NEW YORK – Agilent Technologies is expanding its clinical mass spectrometry offerings with the release of a new class I LC/MS instrument.
Officially released this spring and highlighted this week during the company's virtual press event for the American Society for Mass Spectrometry annual meeting, the instrument, called the Agilent Infinity II Clinical Edition K6460S, is aimed at the laboratory-developed test market and is suited to analysis of small molecules and large-molecule analytes including peptides depending on the sensitivity required, said Sudharshana Seshadri, associate vice president of clinical mass spec at Agilent.
Agilent also said that it had launched the system as a class II device in China, where the system enters that market with approvals for certain assays including hormone, vitamin, and therapeutic drug monitoring tests, Seshadri said.
The platform brings together Agilent's 1260 Infinity II LC with its K6460 triple quadrupole and its MassHunter software to provide an integrated platform for developing and running clinical assays.

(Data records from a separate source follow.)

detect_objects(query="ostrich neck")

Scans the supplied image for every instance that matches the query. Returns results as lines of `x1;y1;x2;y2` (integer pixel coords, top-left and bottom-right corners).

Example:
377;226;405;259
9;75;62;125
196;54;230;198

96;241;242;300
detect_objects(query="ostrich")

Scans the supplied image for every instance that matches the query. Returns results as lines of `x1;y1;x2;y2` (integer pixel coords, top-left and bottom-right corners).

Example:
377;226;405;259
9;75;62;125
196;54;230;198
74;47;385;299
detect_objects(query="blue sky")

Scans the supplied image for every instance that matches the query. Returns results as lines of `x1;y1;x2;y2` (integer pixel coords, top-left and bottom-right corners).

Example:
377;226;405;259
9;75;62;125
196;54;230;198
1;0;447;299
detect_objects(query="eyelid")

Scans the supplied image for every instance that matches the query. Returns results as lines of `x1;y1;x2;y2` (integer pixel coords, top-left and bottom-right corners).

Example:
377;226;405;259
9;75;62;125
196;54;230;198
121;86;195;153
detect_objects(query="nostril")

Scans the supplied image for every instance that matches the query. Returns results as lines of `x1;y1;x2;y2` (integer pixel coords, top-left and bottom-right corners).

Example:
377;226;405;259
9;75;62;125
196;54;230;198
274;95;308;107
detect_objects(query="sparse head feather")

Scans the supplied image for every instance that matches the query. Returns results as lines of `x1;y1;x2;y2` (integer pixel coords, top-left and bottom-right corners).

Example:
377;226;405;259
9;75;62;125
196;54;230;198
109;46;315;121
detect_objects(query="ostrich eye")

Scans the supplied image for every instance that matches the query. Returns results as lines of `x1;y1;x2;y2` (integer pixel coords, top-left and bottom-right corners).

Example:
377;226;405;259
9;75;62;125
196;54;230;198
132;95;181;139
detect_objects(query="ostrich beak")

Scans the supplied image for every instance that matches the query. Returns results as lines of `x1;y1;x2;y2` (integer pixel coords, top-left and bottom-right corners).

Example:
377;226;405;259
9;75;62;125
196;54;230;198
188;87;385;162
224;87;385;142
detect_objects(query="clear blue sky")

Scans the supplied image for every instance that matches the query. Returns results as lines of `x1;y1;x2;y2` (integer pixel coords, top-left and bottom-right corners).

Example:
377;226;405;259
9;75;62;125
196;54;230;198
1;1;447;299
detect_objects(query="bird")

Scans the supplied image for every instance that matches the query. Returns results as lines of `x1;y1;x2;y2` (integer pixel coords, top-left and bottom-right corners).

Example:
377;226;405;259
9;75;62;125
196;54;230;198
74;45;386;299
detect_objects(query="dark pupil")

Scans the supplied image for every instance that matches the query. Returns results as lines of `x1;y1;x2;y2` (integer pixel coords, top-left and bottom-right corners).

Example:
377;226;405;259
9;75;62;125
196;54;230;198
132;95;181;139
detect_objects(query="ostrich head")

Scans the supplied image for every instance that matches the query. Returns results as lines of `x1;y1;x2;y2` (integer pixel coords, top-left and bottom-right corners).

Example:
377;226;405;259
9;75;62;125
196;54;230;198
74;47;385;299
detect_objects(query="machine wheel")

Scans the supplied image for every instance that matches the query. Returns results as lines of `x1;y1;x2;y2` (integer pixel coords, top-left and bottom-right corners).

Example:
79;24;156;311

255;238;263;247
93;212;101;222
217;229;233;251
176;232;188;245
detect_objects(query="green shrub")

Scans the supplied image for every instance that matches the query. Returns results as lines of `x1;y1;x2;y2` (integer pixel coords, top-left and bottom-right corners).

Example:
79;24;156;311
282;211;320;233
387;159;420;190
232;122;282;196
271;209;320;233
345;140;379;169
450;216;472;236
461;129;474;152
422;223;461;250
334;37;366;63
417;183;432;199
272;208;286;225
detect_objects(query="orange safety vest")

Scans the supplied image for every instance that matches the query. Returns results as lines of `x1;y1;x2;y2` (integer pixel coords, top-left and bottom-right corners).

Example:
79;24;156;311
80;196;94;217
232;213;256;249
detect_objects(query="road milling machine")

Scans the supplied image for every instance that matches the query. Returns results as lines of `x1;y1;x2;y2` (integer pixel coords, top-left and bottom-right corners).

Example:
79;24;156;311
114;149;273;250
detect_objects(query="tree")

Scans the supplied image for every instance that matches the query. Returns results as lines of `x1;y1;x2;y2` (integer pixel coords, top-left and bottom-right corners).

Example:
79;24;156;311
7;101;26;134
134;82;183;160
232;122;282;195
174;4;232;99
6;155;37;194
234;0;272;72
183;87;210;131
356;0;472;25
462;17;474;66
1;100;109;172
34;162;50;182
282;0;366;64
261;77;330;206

Seshadri said this level of integration sets the platform apart from Agilent's previous clinical mass spec offerings.
"When a customer does get it in their lab, they are able to implement it extremely easily," she said. "And I think that is a huge advantage Agilent can provide in this space."
In fact, the industry has in recent years taken significant steps toward making mass spec a turnkey clinical tool similar to immunoanalyzers. Thermo Fisher Scientific has moved the furthest in this direction with the launch of its Cascadion SM Clinical Analyzer, an end-to-end automated mass spec system that the company released in Europe in 2018 and in the US this March.
In 2017, Danaher business Sciex launched its Topaz LC-MS, a simplified and streamlined version of its existing 4500MD LC-MS system. The company has also released an FDA-approved vitamin D test kit for use on the platform.
The Agilent system is more akin to the Topaz in that it is an open platform designed for users to develop their own tests on the system. The Cascadion is a closed platform that only runs tests developed by Thermo Fisher for use on the system. Currently, the company offers one assay, its 25-Hydroxy Vitamin D assay, for the platform.
Unlike Sciex, which is developing test kits for use on the Topaz, Agilent has no near term plans to develop test kits for the platform, Seshadri said.
"Our expertise and our core competency is in driving robust, reliable mass spec, and we are really focused on that and are going to continue to drive that in the near future," she said, though she noted that "across Agilent there are a lot of capabilities that could enable us to go down that path in terms of driving kits and reagents and putting class II solutions together."
The Agilent platform does not move as far in the direction of a turnkey system as the Topaz, let alone the Cascadion, though Seshadri said that like Sciex and Thermo Fisher, Agilent is seeing demand among clinical customers for simpler, more streamlined mass spec instrumentation.
"The way that mass specs in general are today, you need a level of understanding in terms of your method development, your acquisition, your methodology, as well as your data processing," she said. "And this is one of the clear limitations."
Seshadri noted that while test and method development on the Infiniti II Clinical Edition K6460S platform still requires an expert user, users with less expertise can run these methods once they have been developed.
"It allows a med tech to interact with the device in a minimal way and get the results as quickly as possible," she said. "We are progressing in the direction of making this a push button system. We're not quite there yet, but the steps we have taken here get us closer and closer in that direction."
Sciex and Thermo Fisher have not released sales figures for the Topaz or Cascadion. Based on conversations with clinical mass spec experts, neither instrument appears to have seen significant uptake as of yet. Seshadri said, however, that Agilent continues sees demand from its clinical customers for more streamlined mass spec instruments.
"What we are hearing specifically from customers time and time again is the need for simpler, easier to use instruments," she said. "That is the direction that we are going to continue to drive our development in."